Once described by the High Court of Australia as the ‘highest of high rollers’, Harry Kavakas was, in his heyday, an eminently successful property salesman. He accrued a multi-million fortune selling houses on the Gold Coast in Queensland, in northeastern Australia, but frittered away everthing he had, and more, at the Crown Casino in Melbourne. In a 14-month spell between June 2005 and August 2006, Kakavas staked an eye-watering A$1.5 billion on baccarat, betting up to A$300,000 a hand, and lost A$30 million, including $A2.3 million in less than half an hour on once occasion.
Kavakas later made legal history when, in 2007, he sued Crown Casino for ‘unconscionable conduct’. Kavakas’ laywers argued that Crown Casino has exploited his ‘pathological urge to gamble’ by providing him with complimentary accommodation, food and drink and travel, plus so-called ‘lucky money’, at up to A$50,000 a time, to a total value of nearly A$10 million. Crown Casino, on the other hand, argued that Kavakas presented himself not as a problem gambler – which, by his own admission, he was – but rather as an affluent businessman, who could afford to gamble the astronomical sums involved.

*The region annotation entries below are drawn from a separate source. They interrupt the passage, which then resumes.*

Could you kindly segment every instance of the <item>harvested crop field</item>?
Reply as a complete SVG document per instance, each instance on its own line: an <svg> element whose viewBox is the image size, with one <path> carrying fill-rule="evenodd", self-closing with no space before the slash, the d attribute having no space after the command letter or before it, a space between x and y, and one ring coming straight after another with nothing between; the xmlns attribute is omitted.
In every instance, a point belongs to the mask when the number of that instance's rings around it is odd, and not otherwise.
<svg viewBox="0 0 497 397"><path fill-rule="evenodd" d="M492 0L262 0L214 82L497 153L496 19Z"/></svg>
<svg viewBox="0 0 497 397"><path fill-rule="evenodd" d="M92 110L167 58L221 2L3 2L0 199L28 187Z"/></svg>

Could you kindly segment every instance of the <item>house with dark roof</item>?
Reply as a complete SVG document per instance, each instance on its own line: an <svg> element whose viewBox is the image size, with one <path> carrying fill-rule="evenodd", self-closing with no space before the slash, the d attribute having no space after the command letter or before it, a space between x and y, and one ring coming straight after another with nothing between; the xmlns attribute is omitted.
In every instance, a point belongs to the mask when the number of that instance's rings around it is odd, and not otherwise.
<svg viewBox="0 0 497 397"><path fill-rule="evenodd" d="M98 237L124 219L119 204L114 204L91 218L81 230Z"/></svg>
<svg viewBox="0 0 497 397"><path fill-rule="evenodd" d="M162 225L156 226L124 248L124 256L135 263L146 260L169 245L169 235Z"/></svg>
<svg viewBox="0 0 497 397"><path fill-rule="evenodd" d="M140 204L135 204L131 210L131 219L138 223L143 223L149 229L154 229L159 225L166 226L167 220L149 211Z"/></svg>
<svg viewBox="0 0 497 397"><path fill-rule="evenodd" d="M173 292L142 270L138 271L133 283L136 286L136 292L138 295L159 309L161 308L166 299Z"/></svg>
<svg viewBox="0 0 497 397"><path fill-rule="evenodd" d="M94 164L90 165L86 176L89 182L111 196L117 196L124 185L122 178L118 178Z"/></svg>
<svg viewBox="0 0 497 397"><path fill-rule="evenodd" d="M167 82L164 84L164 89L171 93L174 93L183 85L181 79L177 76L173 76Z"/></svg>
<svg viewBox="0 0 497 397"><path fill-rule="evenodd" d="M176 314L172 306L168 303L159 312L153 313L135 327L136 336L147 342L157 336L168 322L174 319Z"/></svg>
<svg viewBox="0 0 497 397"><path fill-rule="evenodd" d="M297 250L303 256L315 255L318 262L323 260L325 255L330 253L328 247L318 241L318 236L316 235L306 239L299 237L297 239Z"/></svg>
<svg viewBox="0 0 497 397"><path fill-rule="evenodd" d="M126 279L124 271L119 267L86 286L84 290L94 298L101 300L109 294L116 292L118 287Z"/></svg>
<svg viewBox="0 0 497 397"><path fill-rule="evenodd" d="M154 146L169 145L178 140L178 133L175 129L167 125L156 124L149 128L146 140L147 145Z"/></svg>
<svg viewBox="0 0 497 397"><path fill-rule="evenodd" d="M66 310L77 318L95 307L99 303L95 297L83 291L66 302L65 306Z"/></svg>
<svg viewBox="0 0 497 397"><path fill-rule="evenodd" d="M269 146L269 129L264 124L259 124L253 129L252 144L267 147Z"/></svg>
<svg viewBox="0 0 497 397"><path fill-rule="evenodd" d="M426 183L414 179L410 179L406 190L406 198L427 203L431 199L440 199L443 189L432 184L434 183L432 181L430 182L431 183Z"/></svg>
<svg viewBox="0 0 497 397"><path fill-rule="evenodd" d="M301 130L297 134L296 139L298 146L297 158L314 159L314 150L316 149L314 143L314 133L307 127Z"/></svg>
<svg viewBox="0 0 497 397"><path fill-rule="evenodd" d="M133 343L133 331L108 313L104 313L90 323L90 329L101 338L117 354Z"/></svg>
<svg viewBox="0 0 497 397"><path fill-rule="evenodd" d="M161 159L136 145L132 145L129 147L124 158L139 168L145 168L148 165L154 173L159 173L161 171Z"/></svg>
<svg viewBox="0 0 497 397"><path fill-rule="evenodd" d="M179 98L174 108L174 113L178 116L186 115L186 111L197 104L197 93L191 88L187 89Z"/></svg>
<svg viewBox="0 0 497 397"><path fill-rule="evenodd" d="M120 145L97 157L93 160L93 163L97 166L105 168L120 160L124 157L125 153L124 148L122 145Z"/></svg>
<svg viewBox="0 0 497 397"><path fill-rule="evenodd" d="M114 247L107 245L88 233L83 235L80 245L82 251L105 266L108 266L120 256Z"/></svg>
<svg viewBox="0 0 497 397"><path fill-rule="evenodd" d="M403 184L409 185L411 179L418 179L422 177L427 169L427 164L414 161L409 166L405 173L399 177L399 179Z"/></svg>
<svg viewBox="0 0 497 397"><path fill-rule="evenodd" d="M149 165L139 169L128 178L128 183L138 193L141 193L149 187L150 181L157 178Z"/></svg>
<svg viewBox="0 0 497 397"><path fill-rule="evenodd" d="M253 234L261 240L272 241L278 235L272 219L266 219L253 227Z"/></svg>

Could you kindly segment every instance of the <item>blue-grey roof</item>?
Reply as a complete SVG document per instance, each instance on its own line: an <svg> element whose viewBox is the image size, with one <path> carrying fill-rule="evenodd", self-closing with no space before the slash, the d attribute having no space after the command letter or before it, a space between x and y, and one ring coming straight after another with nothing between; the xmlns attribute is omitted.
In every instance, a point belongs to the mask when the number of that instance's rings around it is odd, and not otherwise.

Kavakas’ claim for A$20.5 million in damages for his net losses, heard in the Supreme Court of Victoria, was dismissed on the grounds that Crown Casino was legimately competing for his business and Kavakas had, in fact, demonstrated that he found it possible to refrain from gambling. Kavakas subsequently appealed to the Court of Appeal in Victoria and, finally, to the High Court of Australia but, in both cases, his appeal was unanimously dismissed.